The drunk liked that so he laid it on thick. “For once, buddy boy, I didn’t have to lift a finger. Amir can’t get in the country anyway. They don’t think he’s desirable. So I didn’t have to do a thing.”

“Fine friends you got, big shot.”

“Friends! I’ll kill that bastard next time I see him! Five years in Cairo I show that bastard the ropes, introduce him to all the right elements, and then, so help me—”

“I know. He dumped you.”

“Wanna know what that bastard is doing? He—”

“Never mind, big shot.”

“He sells dope. I show him how. I show him the ropes and then he don’t trust me—me, his buddy—and gives me the boot.”

“Nice guy, big shot. He coulda just set you up for a hit. Save himself a trip back to Italy.”

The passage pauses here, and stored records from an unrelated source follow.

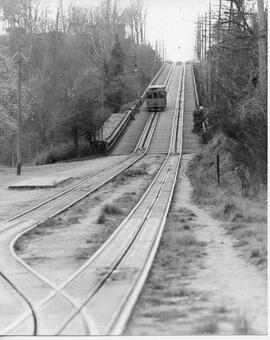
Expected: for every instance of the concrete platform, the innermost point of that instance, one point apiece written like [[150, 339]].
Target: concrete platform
[[39, 183]]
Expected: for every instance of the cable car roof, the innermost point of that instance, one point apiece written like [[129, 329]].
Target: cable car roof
[[157, 87]]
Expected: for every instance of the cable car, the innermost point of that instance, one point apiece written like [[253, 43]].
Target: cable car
[[156, 97]]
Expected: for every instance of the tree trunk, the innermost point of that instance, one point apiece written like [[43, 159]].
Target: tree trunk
[[262, 49]]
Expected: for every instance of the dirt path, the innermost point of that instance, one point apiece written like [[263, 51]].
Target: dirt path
[[58, 247], [15, 201], [213, 290]]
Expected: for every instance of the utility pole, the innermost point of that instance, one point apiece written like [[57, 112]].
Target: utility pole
[[262, 49], [205, 35], [209, 54], [19, 58]]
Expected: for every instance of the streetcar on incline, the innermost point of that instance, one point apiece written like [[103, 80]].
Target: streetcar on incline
[[156, 98]]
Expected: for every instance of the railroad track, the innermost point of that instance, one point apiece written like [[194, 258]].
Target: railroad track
[[21, 223]]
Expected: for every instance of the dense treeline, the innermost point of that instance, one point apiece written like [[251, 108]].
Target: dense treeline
[[81, 64], [230, 88]]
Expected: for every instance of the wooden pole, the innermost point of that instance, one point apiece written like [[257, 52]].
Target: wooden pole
[[19, 59], [218, 172], [262, 49]]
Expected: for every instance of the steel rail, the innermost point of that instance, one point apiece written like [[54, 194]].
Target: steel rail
[[118, 325], [84, 182], [118, 259], [117, 132], [14, 240]]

The drunk got sly then and looked around like in a melodrama. “Not to me he wouldn’t do that, tourist buddy. I got powerful friends!”

“And they wouldn’t want you any deader.”

“That’s right, buddy, and Amir knows it. All the time I kept telling Amir don’t bend a hair on my head, Amir buddy, I got powerful friends here—”

“Okay, that’s enough.”

Charley pushed the bottle over, which interrupted the drunk. Number one was fine. Question number one was out of the way. Delmont had been in Cairo, maybe five years, and he wasn’t likely to run into that crowd over here. And when he came back he didn’t go through Customs.

“Number two,” said Charley.

“Two what, buddy boy?”

“Who’s Bantam?”

The drunk looked at the wall between here and the next room. There was mumbling and the sound of a bed.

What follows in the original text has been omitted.